Original Post Date: Friday, March 4, 2011

I consistently run into this idea of data driven estimating.  Yet, there is no clear explanation of this concept.  I am not trying to provide one here, however, I am interested in is what is at the root of this growing movement.  My take is that it is an attempt to scratch an itch.  But what’s the itch?

I believe it is related to my early post (Accuracy is Risky Business).  In the struggle to answer the accuracy question people have decided that understanding the data used in the estimating process is key to understanding its accuracy.  To a certain degree this makes sense.  It is useful to gain insight into the information upon which a cost estimation model was based.

  • How much data was available?
  • How current was the data?
  • Was it relevant to the project being estimated?
  • What statistical techniques were employed to analyze the data?

In terms of data, there are two general areas considered relevant: data quality and fit. Understanding how much data was used; how old it was; where the data came from sheds additional light on the results. Once the amount, age and source of the information is established, the next concern is how the information was analyzed. 

Descriptive statistics are often used to describe a collection of data in quantitative terms. They aim to quantitatively summarize a data set. Descriptive statistics include many measures including central tendency (mean, median, mode), dispersion (standard deviation, range, quartile) and association (correlation). Additionally, there is statistical inference, which makes propositions about populations, using data drawn from the population of interest via some form of random sampling. 
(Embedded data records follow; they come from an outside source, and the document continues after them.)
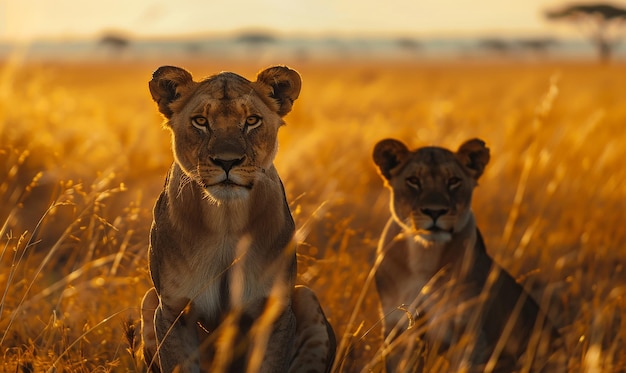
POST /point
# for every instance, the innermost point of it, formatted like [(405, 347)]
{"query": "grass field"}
[(83, 156)]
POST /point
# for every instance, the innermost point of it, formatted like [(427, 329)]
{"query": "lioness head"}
[(431, 187), (224, 128)]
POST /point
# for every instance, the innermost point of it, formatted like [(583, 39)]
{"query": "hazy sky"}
[(28, 19)]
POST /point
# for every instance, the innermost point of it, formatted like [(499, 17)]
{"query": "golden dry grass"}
[(83, 157)]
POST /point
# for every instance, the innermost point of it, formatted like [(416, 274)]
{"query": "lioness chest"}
[(213, 272), (405, 270)]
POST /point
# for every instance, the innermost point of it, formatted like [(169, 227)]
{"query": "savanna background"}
[(83, 156)]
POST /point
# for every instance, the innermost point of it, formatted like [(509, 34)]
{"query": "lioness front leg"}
[(177, 337), (280, 343)]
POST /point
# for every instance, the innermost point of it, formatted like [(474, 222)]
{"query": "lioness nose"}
[(434, 213), (227, 164)]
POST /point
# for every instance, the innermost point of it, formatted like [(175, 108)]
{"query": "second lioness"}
[(435, 266), (222, 252)]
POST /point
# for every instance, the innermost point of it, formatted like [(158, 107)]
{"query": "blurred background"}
[(310, 30)]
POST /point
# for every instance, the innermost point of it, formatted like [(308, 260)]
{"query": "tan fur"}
[(222, 250), (434, 266)]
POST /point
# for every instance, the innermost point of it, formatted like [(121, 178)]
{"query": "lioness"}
[(222, 251), (433, 265)]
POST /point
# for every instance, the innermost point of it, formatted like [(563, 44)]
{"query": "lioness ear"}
[(474, 155), (167, 85), (388, 154), (285, 86)]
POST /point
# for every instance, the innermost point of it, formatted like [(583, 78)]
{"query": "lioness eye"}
[(454, 182), (252, 122), (414, 182), (200, 122)]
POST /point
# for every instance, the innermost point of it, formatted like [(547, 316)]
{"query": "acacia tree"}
[(602, 23)]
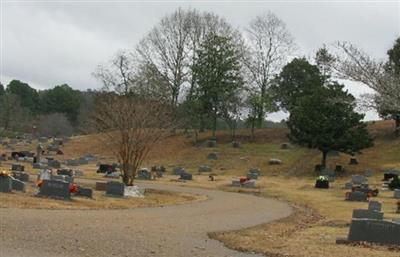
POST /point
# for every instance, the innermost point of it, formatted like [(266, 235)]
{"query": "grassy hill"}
[(181, 150)]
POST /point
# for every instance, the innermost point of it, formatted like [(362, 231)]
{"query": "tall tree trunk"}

The industry is fraught with estimates backed by reams of data surrounded by all the necessary statistics. But does understanding descriptive statistics and statistical inference alone improve our understanding and confidence of an estimate?  If so, why then is expert opinion one of the most widely used forms of estimating?  Why do programs based on these data driven estimates continue to perform poorly?  Is data driven the answer?  What do you think?